Will people on the dole vote Republican? Created by msouder on 9/20/2012 9:16:59 AM
Mitt Romney will not go down as the most gifted wordsmith in American history. Of course, neither would either Bush who won three Presidential contests nor Eisenhower (one of the most garbled speakers of modern times) who won twice. Americans don't base elections on who is the most eloquent, though being a communicator helps.
Whenever someone starts a sentence the way I am about to, it is never a good sign for a candidate: what Mitt Romney meant to say was this.
Around 47% of Americans do not pay income tax. Those Americans, minus a few percent, are likely to support Obama's calls to raise taxes on those who do. That makes the challenge for Romney greater.
While what he actually said was garbled, and probably not as bad as the media has interpreted it, it was pretty bad. He implied that the 47% wouldn't vote for him. Further confusing matters, he mixed stats for income tax payments and those who received their income from government transfer programs. That isn't the only reason you don't pay income taxes (forward losses, income averaging, etc) and many people on a variety of government programs do pay income taxes.
Furthermore, many of those transfer programs aren't exactly pure welfare. Social Security and Medicare contributions were paid by most as well as income taxes. The same is true for other government retirement programs. Other than Medicaid and disability (SSI is part of Social Security but not usually retired citizens) those are the bulk of the dollars.

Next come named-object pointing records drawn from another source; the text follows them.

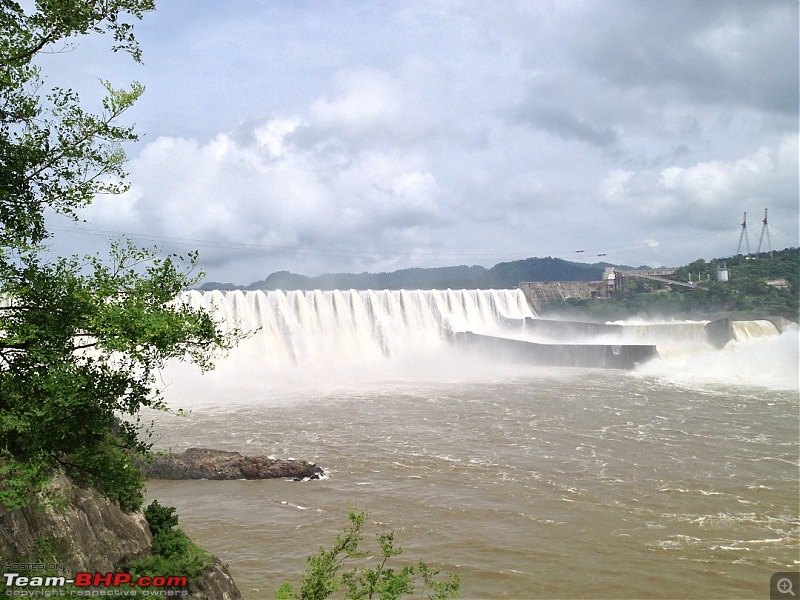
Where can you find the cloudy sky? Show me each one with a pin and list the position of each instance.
(319, 136)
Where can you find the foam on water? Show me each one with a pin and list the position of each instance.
(769, 361)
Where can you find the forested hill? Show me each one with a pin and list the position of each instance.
(501, 276)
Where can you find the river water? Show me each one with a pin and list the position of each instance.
(676, 479)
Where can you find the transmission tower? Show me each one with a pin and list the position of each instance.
(744, 235)
(764, 228)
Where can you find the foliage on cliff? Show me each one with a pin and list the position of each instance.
(174, 554)
(81, 339)
(325, 574)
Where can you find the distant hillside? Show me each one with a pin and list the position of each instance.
(501, 276)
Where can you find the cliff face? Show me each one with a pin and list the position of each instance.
(88, 534)
(84, 532)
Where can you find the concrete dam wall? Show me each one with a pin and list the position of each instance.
(539, 293)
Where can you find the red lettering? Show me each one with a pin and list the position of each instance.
(105, 580)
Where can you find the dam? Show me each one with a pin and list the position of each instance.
(363, 327)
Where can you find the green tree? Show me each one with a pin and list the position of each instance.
(325, 575)
(81, 339)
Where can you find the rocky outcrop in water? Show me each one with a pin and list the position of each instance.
(204, 463)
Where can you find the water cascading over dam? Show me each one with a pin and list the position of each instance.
(304, 327)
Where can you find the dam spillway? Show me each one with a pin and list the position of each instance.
(353, 326)
(365, 327)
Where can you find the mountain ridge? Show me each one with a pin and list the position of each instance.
(501, 275)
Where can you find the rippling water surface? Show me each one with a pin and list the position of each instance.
(679, 479)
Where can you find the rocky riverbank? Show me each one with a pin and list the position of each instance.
(204, 463)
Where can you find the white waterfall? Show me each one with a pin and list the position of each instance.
(306, 327)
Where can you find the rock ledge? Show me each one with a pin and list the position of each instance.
(204, 463)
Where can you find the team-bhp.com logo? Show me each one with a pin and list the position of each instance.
(26, 585)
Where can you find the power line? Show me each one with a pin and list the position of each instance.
(342, 253)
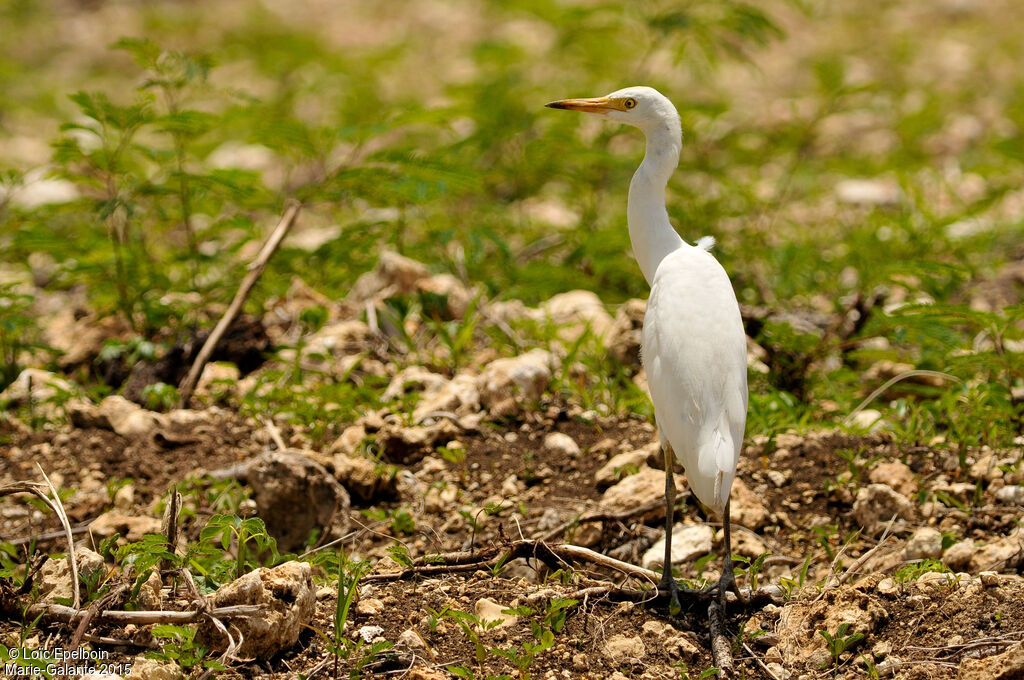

As for disability, there are many arguments but most of those who receive benefits have clearly proven to a judge that they are eligible. People often confuse, for example, people who use handicapped parking spaces for the disabled. After knee surgery, you get a parking space card but not disability from the government in most cases. Furthermore, many people get disability from private plans. Yet I hear, all the time, that so and so gets disability and doesn't deserve it.
I believe, having been through this as this area's congressman and with personal cases of people I know, that the government may be a little lax but not as much as popular perception is regarding the issue. I feel the laws may be a little lax about what people could perform but that is another question.
However, implying that people on disability, Medicaid, AFDC or food stamps are "deadbeats" was a bit much. It was especially ill-considered for a man running for President whose biggest problem is that he is perceived as a rich guy who can't relate to average people.
Will it cost Romney the election? No. A major reason is similar to Bill Clinton's moral behavior and lying. His supporters already knew he was, well, that way because of repeated problems through his whole life. They factored in that he was a good ole boy who lacked self-control in numerous areas, and "exaggerated" or "denied" a wide variety of things.
For Romney, we already know he garbles his English, can't explain well at times and is wealthy. So, if you are pro-life, how does this matter? If you are a gun owner, it doesn't change. Didn't Obama "smart mouth" in a San Francisco reception about we people who cling to our Bibles and our guns? What if you are someone concerned about our poor foreign policy or national defense? As you watch the Middle East, it seems more important than botched wording at a fund-raising reception. Or if you support Israel, and the current President doesn't have time to meet with the head of Israel but again goes on David Letterman's show? And then, of course, there are the little issues: the exploding deficit and the highest unemployment stretch since the Great Depression. Oh that's right, those little things.
The question is whether Romney can best avoid America becoming like Greece and other nations facing catastrophic economic disasters, not whether he's insensitive.
If you are on the dole, and could work, chances are you are more concerned about having someone as President who can best help you get a job as opposed whether you like the guy a lot. When going in for heart surgery, I want the surgeon to be able to fix my heart, not be a nice guy to chat with.
So, overall, this is another blip in a closely divided election. And one exaggerated by a press that is not exactly neutral. But the fundamental issues remain and I believe it will likely stay close. There are a lot of events to play out. The stock market gains may be helping Obama more than what Romney garbled at a fund-raising reception. International issues loom huge right now, as a risk/gain factor in this election (and for the world's peace).
Still, it was a really stupid mistake. But it is time to move on and get to the real issues.